La puerta se abrió, deslizándose a un lado, y permitió el paso de los tres grises hombres. Entraron a un recinto de altos techos, de atmósfera húmeda, y de menor temperatura. A los lados había grandes fuentes y piscinas llenas de agua, el material más valioso y delicado del mundo. Los tres hombres se acercaron a las fuentes de agua cristalina con sumo orden, llenaron las cacerolas que habían llevado (con capacidad de un litro y medio), y luego llenaron las que les habían dado al entrar en aquel recinto. Luego, sin alterar el orden sistemático de la organización, y cargando con el tremendo peso de los cuatro litros y medio de agua, salieron de la estancia por medio de un pasaje posterior, destinado a ese uso. Antes de atravesar la puerta que los dejaría en el exterior, fueron sometidos a un último escaneo rápido con un censor. Luego de que la luz violeta les recorriera cinco veces el cuerpo, en sentido vertical, de arriba hacia abajo, una nueva voz metálica les habló.
—El próximo llamado será dentro de treinta y tres días, veinticinco minutos, cuarenta y un segundos. No antes, no después.
Los hombres salieron, finalmente, a las oscuras y grises calles. De inmediato, la temperatura pareció aumentar increíblemente, el olor a Ozono se hizo patente, la respiración y la visibilidad se dificultó más.
Todos los que salían, volvían a sus casas. Siguiendo su propio camino, su propio sendero, su propia calle, cual hormigas dispuestas a regresar. Volvían a sus casas cargados con el enorme peso del agua, intentando no derramar ni una preciosa gota, con cuidado, con cuidado.
Volvían a casa, cual hormigas después de recolectar.
Volvían a casa, con el cuidado puesto en las cacerolas, en el agua.
Ni una gota, ni una gota.
Sir Nícolas Vásquez de Aragón.
Como todos los cuentos de ciencia ficción filosófica que he leído, trato de plasmar una opinión personal sobre el futuro del agua, producto de la poca racionalización y la ambición humana.

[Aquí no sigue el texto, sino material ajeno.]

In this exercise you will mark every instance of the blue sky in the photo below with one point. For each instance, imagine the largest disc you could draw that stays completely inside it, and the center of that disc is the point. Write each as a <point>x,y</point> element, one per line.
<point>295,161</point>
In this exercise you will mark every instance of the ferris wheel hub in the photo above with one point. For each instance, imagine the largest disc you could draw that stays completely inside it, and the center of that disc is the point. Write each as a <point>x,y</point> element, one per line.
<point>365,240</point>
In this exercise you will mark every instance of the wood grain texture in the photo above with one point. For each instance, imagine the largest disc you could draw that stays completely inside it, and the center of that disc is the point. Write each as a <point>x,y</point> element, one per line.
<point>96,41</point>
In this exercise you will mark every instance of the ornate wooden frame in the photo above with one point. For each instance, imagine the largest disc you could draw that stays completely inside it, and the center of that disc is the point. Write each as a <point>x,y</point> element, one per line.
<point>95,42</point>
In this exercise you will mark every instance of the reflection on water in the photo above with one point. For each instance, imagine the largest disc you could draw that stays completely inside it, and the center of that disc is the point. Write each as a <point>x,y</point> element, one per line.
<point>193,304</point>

También dejo caer una crítica social hacia el desenfreno por las máquinas y las nuevas tecnologías, pero eso es un detalle subordinado a la crítica principal.

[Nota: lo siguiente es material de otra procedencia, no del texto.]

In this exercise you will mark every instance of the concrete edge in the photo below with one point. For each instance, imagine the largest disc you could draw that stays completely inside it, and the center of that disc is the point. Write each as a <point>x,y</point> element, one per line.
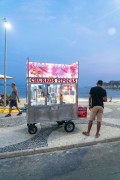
<point>41,150</point>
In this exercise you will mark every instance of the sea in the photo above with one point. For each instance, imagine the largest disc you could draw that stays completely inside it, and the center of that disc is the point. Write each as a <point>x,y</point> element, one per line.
<point>83,92</point>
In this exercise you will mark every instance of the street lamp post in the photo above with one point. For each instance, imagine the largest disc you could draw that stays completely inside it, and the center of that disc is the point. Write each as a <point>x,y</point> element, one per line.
<point>6,26</point>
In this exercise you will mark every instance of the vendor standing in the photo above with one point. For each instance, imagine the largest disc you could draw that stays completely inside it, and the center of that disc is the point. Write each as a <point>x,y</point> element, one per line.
<point>13,100</point>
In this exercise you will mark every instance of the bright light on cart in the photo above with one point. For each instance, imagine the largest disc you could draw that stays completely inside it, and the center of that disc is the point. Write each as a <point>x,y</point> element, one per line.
<point>52,94</point>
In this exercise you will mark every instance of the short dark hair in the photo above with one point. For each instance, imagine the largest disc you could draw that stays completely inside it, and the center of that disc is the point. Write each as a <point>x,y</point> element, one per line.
<point>100,82</point>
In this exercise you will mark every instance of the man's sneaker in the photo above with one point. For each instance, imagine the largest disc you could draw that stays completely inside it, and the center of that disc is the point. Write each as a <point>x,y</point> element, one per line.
<point>19,113</point>
<point>8,115</point>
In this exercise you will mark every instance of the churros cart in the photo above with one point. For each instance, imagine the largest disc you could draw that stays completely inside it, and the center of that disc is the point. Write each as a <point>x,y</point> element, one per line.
<point>52,94</point>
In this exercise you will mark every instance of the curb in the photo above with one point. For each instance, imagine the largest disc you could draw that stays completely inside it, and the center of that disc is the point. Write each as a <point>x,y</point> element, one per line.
<point>28,152</point>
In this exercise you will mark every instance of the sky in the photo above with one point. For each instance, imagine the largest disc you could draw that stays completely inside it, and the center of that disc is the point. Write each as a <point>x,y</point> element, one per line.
<point>62,31</point>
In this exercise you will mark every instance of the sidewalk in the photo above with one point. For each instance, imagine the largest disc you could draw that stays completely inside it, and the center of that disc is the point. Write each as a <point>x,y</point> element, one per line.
<point>16,141</point>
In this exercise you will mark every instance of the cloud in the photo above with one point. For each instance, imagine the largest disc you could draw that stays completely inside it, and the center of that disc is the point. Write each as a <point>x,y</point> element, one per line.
<point>112,31</point>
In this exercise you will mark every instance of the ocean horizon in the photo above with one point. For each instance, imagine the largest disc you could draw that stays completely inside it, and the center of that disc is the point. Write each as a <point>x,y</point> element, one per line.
<point>83,91</point>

Como siempre, amigos de por aquí, la última palabra es vuestra y estáis en vuestro pleno derecho a opinar y compartir vuestras impresiones sobre el cuento. Sugerencias, críticas constructivas, opiniones, todas serán bienvenida. Recordad que aquí estáis libres de decir cuanto quieráis a vuestro antojo, y que hay libertad de expresión para decir cuáles son vuestras opiniones sin ninguna clase de retención. El verdadero objetivo de una crítica constructiva es lograr una ayuda mutua. El escritor se beneficia si la crítica constructiva está hecha con sinceridad y respeto, porque aprende, madura y comprende a los lectores. Y el lector se beneficia, descubriendo que dentro tiene muchas cosas para aportar y muchas buenas ideas.